引言：精神病学是治疗手段缺乏创新的医学学科之一。候选药物试验中的许多失败可以用上游在脑通道、脑靶点结合和临床结果方面评估不佳的药理学特性来解释。正电子发射断层扫描可以提供药代动力学和药效学数据，帮助选择候选分子进行进一步的临床试验。涵盖领域：本综述旨在解释和讨论使用正电子发射放射性标记分子来追踪候选药物的大脑分布或间接测量其与治疗靶点的结合的各种方法。这篇文章不仅仅是对精神药理学PET研究的详尽综述，还强调了这项技术在应用于精神病学的药物发现方面的贡献。

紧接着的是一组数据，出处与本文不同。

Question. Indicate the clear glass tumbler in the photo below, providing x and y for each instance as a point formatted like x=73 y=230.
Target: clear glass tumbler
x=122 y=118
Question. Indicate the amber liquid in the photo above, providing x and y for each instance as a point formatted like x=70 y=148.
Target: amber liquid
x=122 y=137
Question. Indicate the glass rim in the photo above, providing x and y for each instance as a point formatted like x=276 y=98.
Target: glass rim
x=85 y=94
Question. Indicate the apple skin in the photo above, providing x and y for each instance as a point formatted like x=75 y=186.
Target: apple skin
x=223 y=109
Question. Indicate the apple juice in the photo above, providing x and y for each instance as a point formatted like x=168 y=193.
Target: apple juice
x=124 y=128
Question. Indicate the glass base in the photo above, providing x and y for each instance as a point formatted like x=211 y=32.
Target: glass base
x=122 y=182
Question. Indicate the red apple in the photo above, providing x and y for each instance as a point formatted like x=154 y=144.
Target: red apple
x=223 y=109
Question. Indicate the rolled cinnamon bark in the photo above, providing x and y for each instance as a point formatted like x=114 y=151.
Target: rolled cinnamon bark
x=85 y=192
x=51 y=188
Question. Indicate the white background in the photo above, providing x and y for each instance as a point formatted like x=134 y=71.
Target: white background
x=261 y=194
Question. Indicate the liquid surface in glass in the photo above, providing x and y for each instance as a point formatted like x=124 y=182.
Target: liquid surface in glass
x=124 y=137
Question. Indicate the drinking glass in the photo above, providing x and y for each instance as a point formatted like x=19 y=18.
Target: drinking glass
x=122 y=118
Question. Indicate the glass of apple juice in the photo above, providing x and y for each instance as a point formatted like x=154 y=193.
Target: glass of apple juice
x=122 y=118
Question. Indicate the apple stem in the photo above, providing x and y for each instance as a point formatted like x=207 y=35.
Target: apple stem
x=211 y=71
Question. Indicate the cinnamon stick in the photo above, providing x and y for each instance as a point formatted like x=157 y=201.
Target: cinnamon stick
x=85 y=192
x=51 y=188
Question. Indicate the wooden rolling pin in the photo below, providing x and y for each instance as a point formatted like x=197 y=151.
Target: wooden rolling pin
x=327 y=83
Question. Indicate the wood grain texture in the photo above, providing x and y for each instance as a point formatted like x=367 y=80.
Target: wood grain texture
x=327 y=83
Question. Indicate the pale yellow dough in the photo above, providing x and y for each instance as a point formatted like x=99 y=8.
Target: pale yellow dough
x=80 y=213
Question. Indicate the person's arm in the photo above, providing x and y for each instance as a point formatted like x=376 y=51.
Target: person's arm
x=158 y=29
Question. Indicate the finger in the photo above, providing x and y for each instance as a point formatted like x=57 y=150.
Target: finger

专家意见：PET神经成像是唯一一种可以在人体内测量候选药物的大脑输送、靶点结合的百分比和持续时间，甚至药理学效果的技术方法。因此，在精神药物开发的早期阶段对少数受试者进行的PET研究可以提供后续临床评估所需的药代动力学/药效学数据。虽然PET技术在放射化学、放射药理学和核医学专业知识方面要求很高，但它与精神病学新药开发过程的结合具有很大的附加值。

本文章由计算机程序翻译，如有差异，请以英文原文为准。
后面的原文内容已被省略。